Dexbotic aims to provide a one-stop VLA research service for professionals in embodied intelligence field. It offers a codebase that supports multiple mainstream VLA policies simultaneously, allowing users to reproduce various mainstream VLA methods with just a single environment setup based on the pretrained models we provide. Additionally, Dexbotic will continuously update to include more of the latest pre-trained foundation models and cutting-edge VLA models in the industry.

Target users

Research users in the field of embodied intelligence, including students and faculties from universities, as well as R&D personnel from industry.

Main feature

Unified Modular VLA Framework

• Dexbotic centers around VLA models and is compatible with open-source interfaces of mainstream large language models. It integrates embodied manipulation and navigation, supporting multiple leading embodied manipulation and navigation policies, while also incorporating interfaces for future whole-body control.

Powerful Pre-trained Foundation Models

• For mainstream VLA policies such as Pi0 and CogACT, Dexbotic open-sources several more powerful pre-trained foundation models. These models bring significant performance improvements across various mainstream simulators (like SimplerEnv and CALVIN) as well as real-world robotic tasks.
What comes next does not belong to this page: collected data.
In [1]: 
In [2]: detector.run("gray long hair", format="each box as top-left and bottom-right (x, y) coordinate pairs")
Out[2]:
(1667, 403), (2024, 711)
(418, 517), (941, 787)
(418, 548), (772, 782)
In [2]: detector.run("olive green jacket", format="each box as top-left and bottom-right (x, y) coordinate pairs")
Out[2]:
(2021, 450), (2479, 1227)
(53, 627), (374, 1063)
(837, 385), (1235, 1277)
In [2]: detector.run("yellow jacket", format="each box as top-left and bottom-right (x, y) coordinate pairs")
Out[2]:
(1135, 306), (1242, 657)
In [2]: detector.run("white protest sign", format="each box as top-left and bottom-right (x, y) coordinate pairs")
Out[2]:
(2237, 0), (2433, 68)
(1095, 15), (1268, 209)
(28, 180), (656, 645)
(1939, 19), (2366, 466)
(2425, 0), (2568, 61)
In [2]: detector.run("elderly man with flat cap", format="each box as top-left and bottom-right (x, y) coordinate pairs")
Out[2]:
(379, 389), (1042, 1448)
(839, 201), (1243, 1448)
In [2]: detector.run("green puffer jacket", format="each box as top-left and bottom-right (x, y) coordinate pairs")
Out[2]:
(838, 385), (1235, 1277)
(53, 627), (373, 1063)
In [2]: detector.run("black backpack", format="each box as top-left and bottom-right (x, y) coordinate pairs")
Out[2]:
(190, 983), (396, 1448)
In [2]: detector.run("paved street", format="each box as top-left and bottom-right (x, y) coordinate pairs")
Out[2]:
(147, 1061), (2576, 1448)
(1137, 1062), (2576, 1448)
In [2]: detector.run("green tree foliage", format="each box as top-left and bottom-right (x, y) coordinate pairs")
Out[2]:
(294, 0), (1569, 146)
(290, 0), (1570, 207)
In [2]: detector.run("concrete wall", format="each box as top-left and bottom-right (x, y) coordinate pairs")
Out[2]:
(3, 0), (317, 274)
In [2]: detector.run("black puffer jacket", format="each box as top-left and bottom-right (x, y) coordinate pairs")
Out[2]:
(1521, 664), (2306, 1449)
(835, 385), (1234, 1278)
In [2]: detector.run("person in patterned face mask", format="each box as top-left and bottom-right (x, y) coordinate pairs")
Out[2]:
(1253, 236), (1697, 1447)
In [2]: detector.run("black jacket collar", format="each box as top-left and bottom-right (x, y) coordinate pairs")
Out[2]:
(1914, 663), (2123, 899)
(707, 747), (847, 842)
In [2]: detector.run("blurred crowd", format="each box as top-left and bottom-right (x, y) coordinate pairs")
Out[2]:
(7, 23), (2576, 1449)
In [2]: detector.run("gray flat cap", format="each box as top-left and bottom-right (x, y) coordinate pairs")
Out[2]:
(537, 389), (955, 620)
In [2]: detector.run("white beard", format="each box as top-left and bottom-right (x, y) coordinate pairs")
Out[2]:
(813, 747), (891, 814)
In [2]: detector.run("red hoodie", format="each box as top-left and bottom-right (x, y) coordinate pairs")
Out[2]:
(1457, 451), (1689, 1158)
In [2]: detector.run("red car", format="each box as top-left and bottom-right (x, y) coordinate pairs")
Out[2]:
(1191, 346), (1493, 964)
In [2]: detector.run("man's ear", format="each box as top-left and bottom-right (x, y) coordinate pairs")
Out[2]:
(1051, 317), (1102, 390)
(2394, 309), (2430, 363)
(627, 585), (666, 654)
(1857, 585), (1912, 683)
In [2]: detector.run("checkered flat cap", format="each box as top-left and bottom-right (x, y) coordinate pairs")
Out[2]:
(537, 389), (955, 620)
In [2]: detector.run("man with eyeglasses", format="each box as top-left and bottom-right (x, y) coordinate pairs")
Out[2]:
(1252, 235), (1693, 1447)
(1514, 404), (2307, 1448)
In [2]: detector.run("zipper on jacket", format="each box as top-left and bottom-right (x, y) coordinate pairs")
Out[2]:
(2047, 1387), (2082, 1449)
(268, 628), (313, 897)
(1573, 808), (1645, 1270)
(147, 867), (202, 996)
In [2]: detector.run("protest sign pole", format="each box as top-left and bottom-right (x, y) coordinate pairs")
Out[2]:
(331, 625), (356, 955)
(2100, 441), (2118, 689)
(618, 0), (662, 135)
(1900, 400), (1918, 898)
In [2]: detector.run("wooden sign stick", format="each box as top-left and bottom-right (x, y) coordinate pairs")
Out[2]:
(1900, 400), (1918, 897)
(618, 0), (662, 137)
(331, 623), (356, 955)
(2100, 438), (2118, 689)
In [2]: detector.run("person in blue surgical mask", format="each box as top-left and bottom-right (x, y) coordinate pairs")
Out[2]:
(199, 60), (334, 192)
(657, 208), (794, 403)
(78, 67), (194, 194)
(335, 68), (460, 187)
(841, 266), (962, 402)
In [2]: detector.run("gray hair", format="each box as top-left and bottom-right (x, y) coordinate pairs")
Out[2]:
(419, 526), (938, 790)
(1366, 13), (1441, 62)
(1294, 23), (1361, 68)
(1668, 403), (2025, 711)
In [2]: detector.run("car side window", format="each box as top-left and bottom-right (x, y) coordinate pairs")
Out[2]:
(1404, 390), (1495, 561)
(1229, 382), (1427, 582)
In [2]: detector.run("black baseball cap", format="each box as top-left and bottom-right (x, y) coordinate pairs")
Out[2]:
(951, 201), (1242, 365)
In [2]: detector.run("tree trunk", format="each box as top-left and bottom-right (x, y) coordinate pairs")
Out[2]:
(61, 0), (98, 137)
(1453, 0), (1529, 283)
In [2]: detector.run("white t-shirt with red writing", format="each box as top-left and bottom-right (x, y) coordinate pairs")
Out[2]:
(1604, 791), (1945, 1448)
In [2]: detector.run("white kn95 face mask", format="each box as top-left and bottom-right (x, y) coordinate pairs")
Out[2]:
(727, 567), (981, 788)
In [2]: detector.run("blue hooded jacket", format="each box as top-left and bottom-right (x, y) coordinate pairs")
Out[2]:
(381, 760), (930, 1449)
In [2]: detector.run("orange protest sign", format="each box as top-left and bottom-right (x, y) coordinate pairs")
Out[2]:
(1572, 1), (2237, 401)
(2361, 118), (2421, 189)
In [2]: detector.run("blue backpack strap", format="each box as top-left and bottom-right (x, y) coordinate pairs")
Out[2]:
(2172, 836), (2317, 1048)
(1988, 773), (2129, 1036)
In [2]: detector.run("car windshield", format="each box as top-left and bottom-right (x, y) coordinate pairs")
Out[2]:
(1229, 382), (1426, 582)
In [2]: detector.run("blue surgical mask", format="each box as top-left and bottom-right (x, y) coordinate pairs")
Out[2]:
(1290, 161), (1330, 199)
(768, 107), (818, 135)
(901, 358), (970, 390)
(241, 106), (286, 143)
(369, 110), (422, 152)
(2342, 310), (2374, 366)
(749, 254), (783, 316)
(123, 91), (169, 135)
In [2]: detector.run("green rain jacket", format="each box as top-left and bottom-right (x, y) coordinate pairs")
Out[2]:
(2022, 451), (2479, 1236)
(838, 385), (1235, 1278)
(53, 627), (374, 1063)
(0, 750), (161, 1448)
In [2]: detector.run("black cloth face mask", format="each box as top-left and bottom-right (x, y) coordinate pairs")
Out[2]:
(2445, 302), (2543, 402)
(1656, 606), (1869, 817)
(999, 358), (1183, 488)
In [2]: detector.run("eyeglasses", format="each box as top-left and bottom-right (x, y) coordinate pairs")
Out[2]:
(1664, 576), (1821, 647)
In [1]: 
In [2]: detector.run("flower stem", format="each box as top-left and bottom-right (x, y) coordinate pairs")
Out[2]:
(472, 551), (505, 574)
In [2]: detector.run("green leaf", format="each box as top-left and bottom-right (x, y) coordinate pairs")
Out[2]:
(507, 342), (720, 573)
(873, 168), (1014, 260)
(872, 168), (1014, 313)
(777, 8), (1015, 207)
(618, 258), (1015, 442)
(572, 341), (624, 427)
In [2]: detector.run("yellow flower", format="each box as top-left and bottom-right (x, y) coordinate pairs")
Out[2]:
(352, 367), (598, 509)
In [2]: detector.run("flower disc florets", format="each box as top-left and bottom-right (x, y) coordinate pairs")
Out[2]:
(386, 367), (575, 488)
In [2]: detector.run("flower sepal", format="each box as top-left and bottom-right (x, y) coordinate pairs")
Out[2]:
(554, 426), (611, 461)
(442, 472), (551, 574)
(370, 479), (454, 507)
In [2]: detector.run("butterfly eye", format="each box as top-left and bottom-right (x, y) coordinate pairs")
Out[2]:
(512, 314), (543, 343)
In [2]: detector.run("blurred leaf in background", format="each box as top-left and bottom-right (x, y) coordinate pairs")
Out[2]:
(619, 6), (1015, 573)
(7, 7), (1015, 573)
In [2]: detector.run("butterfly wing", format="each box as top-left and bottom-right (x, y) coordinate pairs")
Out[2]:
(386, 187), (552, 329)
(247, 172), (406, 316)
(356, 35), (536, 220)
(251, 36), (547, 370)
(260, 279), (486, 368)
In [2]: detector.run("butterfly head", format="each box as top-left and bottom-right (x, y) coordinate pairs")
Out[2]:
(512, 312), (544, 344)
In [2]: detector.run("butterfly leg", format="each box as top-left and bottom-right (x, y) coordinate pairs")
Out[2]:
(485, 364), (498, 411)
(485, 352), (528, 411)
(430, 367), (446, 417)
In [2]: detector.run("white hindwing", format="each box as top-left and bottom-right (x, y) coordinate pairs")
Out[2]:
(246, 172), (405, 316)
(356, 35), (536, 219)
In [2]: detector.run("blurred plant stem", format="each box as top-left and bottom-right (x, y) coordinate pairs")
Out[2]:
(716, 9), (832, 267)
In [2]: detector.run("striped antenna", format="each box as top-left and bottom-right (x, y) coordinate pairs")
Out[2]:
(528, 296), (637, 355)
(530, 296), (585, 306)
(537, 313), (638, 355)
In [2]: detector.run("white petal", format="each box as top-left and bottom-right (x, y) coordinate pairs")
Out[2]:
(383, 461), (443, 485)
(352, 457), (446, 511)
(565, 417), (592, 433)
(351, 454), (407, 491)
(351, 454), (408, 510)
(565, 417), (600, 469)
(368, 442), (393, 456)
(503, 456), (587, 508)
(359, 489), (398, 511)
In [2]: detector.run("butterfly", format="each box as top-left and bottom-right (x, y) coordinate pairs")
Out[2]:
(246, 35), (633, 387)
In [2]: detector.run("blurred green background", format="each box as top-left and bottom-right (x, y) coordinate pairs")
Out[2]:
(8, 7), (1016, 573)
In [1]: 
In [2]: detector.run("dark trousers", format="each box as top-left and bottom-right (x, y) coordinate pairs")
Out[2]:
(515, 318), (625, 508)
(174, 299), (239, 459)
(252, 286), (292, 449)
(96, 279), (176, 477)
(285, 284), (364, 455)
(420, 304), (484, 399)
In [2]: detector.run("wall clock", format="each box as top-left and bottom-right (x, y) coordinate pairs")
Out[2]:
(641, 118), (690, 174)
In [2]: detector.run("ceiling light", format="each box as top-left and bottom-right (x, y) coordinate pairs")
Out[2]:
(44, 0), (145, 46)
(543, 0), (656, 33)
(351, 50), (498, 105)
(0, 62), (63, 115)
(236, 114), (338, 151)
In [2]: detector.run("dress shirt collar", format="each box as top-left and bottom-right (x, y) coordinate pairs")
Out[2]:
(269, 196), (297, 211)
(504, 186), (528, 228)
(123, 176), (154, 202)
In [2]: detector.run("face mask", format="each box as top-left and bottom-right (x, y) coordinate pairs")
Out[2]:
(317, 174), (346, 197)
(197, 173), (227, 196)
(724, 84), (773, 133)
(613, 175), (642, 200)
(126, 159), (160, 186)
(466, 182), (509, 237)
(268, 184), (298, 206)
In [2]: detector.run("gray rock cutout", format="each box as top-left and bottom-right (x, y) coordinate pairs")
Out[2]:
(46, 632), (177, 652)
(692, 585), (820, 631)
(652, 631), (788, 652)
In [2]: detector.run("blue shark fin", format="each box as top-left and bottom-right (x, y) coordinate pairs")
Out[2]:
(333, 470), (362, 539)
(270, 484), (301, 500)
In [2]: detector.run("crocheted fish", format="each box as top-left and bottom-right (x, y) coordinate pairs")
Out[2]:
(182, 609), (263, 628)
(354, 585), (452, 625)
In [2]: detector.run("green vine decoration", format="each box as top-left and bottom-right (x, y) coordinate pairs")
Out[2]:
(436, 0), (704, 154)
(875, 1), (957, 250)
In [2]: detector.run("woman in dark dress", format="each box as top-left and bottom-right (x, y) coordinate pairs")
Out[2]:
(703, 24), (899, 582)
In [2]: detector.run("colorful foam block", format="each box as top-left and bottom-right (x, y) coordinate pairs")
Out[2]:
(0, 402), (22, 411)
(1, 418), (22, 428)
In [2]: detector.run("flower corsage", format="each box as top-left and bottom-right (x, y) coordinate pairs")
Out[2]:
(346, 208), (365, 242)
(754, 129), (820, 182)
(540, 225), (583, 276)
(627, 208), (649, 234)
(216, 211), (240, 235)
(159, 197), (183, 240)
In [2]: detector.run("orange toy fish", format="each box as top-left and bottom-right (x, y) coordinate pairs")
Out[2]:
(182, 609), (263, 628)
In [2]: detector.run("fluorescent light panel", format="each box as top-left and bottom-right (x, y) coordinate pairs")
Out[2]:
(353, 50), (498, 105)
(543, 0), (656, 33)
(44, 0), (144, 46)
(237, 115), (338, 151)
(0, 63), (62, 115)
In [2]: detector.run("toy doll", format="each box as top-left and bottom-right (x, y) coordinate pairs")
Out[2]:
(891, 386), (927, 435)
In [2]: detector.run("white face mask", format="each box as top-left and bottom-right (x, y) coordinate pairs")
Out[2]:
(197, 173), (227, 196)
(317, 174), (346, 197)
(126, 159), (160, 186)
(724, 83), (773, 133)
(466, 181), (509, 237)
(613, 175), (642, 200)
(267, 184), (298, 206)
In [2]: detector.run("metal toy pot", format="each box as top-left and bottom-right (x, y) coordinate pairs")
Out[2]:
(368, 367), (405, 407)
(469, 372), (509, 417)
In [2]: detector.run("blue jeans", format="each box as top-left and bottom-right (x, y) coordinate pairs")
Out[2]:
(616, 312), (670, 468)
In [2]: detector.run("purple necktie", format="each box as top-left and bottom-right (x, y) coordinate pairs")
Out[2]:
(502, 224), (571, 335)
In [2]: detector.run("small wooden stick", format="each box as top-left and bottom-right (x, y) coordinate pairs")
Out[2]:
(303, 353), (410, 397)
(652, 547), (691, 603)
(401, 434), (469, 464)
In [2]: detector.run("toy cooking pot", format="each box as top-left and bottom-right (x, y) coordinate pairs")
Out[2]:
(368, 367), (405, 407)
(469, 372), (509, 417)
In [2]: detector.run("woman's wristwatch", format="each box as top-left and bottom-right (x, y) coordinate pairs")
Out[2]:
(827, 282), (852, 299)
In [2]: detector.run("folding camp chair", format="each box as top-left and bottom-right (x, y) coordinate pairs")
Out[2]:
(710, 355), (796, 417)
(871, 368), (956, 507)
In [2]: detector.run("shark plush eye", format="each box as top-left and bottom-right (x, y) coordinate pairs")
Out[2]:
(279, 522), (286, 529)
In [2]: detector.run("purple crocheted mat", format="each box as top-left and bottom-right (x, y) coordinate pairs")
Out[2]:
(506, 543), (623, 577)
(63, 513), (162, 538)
Experiment-Centric Development Framework

• The experimental framework of Dexbotic adopts a "layered configuration + factory registration + entry dispatch" approach. Users can easily meet various needs such as modifying configurations, changing models, or adding tasks by simply altering the experimental Exp script. This design aligns with the Open-Closed Principle, allowing for flexibility and extensibility while maintaining stability.

Cloud and Local Training Capabilities

• Dexbotic fully addresses the training needs of users from different universities and enterprises. It supports large-scale cloud-based training platforms such as Alibaba Cloud and Volcano Engine. Additionally, it accommodates local training with consumer-grade GPUs, like RTX 4090 cards.

Diverse Robot Support for Training and Deployment

• For various mainstream robots, such as UR5, Franka and ALOHA, Dexbotic offers a unified data format for training. It also provides open-source, general-purpose deployment scripts, allowing users to customize their deployments. In the future, Dexbotic will continue to support additional mainstream robotic platforms.

Figure 1. The overall framework diagram of Dexbotic.

Basic Components

Dexbotic codebase consists of 3 main parts, data, exp and model.

• data supports the data process of various robotic data and conversion to our Dexdataset format.

• exp provides the default experimental configuration for different VLA policies.

  • base_exp defines the basic experimental configuration for optimizer, model, trainer and etc

  • ABC_exp is the specific experimental configuration of "ABC" policy inherited from base_exp

• model is the most important part and includes the detailed implementation of VLA methods.

  • module includes the implementation of various vision encoders and projectors.

Figure 1. Figure.2. The training pipeline.

Figure 1. Figure.3. The inference service.